Genellikle bir zamanlar okulda/enstitüde çocuklar su gibiydi. Yollar ayrıldı, artık herkesin kendi ailesi, tamamen farklı ilgi alanları ve arkadaş çevresi var. Kavga olmadı, sadece oldu. Ama bir zamanlar yakın olduğun birine "Hayatımda olup olmaman umurumda değil, seni hiç hatırlamadım bile" diyemezsiniz.
Bu tür yalanlara empati de denilebilir.
"Merak etme, o senin gözyaşlarına değmez, sadece o akşam çok sarhoştu ve birkaç gün sonra sana dizlerinin üzerinde sürünecek, benim de başıma geldi, inan bana" - herkesin, adamın terk ettiği kızı duyduğu bir cümle. Tabii ki hiç sarhoş değildi ve şimdi yeni kız arkadaşıyla mutlu ve af dilemeye gelmesi pek mümkün değil. Bunu kız arkadaşına söyleme. Zamanla her şey yoluna girecek ama şimdi kişinin sadece desteğe ihtiyacı var.
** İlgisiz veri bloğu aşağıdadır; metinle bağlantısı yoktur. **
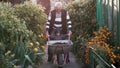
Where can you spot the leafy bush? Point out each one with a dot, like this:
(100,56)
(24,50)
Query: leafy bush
(82,14)
(101,45)
(32,14)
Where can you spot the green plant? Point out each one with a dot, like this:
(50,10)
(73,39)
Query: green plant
(82,15)
(16,37)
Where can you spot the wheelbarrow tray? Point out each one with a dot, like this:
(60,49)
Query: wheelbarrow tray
(59,46)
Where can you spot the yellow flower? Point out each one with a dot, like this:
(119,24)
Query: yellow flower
(35,49)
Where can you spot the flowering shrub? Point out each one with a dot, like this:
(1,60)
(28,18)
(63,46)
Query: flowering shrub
(15,37)
(101,45)
(82,14)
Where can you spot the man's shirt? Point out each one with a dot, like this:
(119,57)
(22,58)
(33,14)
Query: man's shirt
(58,22)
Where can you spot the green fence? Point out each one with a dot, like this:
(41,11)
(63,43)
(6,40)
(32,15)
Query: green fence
(97,61)
(108,14)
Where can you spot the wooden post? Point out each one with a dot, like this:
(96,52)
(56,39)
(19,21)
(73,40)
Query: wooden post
(118,24)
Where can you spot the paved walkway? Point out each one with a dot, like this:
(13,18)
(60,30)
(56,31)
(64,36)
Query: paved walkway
(72,64)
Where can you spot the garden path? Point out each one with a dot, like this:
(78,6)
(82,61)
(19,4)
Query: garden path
(72,64)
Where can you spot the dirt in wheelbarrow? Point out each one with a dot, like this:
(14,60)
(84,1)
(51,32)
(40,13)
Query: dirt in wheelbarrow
(72,64)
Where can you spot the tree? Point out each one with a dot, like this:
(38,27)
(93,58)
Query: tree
(46,4)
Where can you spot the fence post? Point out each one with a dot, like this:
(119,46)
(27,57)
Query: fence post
(118,25)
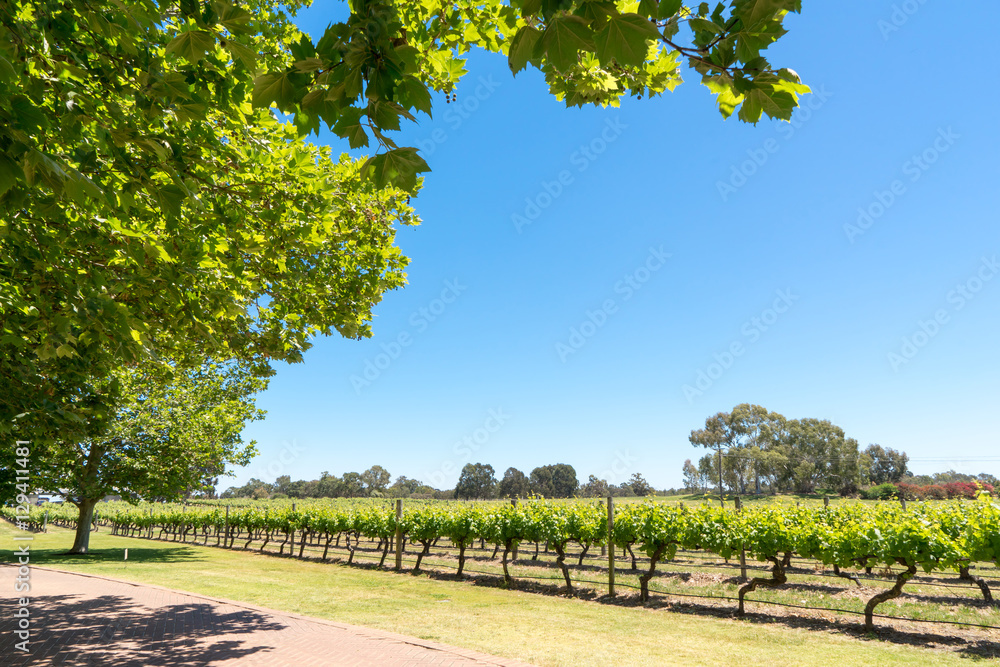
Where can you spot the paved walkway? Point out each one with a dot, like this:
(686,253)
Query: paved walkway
(82,620)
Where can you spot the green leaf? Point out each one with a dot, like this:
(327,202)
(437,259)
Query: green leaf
(411,93)
(755,11)
(521,47)
(234,19)
(192,45)
(348,126)
(564,36)
(668,8)
(7,71)
(242,54)
(624,39)
(277,88)
(398,168)
(529,7)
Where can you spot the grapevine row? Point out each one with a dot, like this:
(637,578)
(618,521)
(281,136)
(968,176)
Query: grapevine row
(928,537)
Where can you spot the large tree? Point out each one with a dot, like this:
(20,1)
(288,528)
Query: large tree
(554,481)
(883,464)
(170,435)
(740,438)
(819,454)
(152,205)
(476,481)
(514,484)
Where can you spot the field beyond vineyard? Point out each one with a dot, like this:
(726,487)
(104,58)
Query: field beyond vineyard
(822,564)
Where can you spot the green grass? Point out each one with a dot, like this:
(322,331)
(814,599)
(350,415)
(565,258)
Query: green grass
(542,629)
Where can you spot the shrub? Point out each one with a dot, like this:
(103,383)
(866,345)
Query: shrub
(885,491)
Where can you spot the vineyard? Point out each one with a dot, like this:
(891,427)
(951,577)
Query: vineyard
(852,558)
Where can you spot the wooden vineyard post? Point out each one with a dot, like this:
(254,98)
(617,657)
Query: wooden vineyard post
(743,551)
(513,502)
(399,534)
(611,547)
(604,547)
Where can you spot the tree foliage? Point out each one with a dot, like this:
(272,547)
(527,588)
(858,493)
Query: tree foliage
(883,464)
(476,481)
(515,484)
(169,436)
(554,481)
(762,447)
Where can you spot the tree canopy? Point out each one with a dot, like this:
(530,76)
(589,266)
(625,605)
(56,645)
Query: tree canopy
(757,446)
(155,208)
(170,435)
(476,481)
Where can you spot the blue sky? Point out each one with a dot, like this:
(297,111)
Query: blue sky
(849,258)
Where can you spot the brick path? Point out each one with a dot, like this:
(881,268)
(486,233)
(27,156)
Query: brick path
(97,621)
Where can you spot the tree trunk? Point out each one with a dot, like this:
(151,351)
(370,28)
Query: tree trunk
(885,596)
(90,494)
(777,579)
(81,543)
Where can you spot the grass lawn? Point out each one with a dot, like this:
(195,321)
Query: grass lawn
(542,629)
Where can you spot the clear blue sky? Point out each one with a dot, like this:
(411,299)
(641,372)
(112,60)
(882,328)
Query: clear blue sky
(906,116)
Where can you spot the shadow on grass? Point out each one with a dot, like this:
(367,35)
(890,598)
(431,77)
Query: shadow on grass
(117,630)
(57,557)
(970,643)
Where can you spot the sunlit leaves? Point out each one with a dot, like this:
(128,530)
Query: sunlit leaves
(192,45)
(563,38)
(625,39)
(276,88)
(398,167)
(522,48)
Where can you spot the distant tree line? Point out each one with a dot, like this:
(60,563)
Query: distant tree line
(476,481)
(759,451)
(372,483)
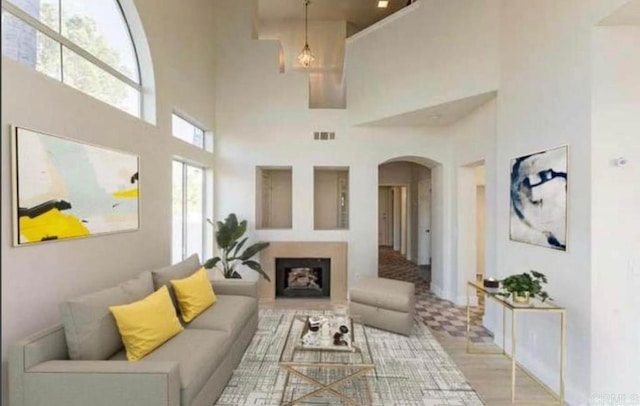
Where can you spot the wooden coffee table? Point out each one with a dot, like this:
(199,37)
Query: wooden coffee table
(340,364)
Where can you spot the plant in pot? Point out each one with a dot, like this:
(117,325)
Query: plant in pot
(229,236)
(525,286)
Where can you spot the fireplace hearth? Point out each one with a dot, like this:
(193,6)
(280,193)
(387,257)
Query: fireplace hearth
(303,277)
Kendini kandırmak gibi yalanlar
En tehlikeli yalan türü yalandırkendime. Bir kişi, apaçık olduğu halde gerçekle yüzleşmeyi reddettiğinde. Kendinizi haklı çıkarmak, diğer insanları haklı çıkarmak, bir eylem için bir sebep bulmak, bir sorun olduğunu kabul etmekten daha kolaydır. Bir illüzyon dünyası kurup onun içine dalamazsın.
"Telefona cevap vermiyor çünkü duymuyor/meşgul/toplantıda," diyor kız, kendisini aldattığını çok iyi bilmesine rağmen. Karar vermekten, kendinizi değiştirmekten ve hayatınızı değiştirmekten korkmanıza gerek yok. Yapılan her şey en iyisi içindir.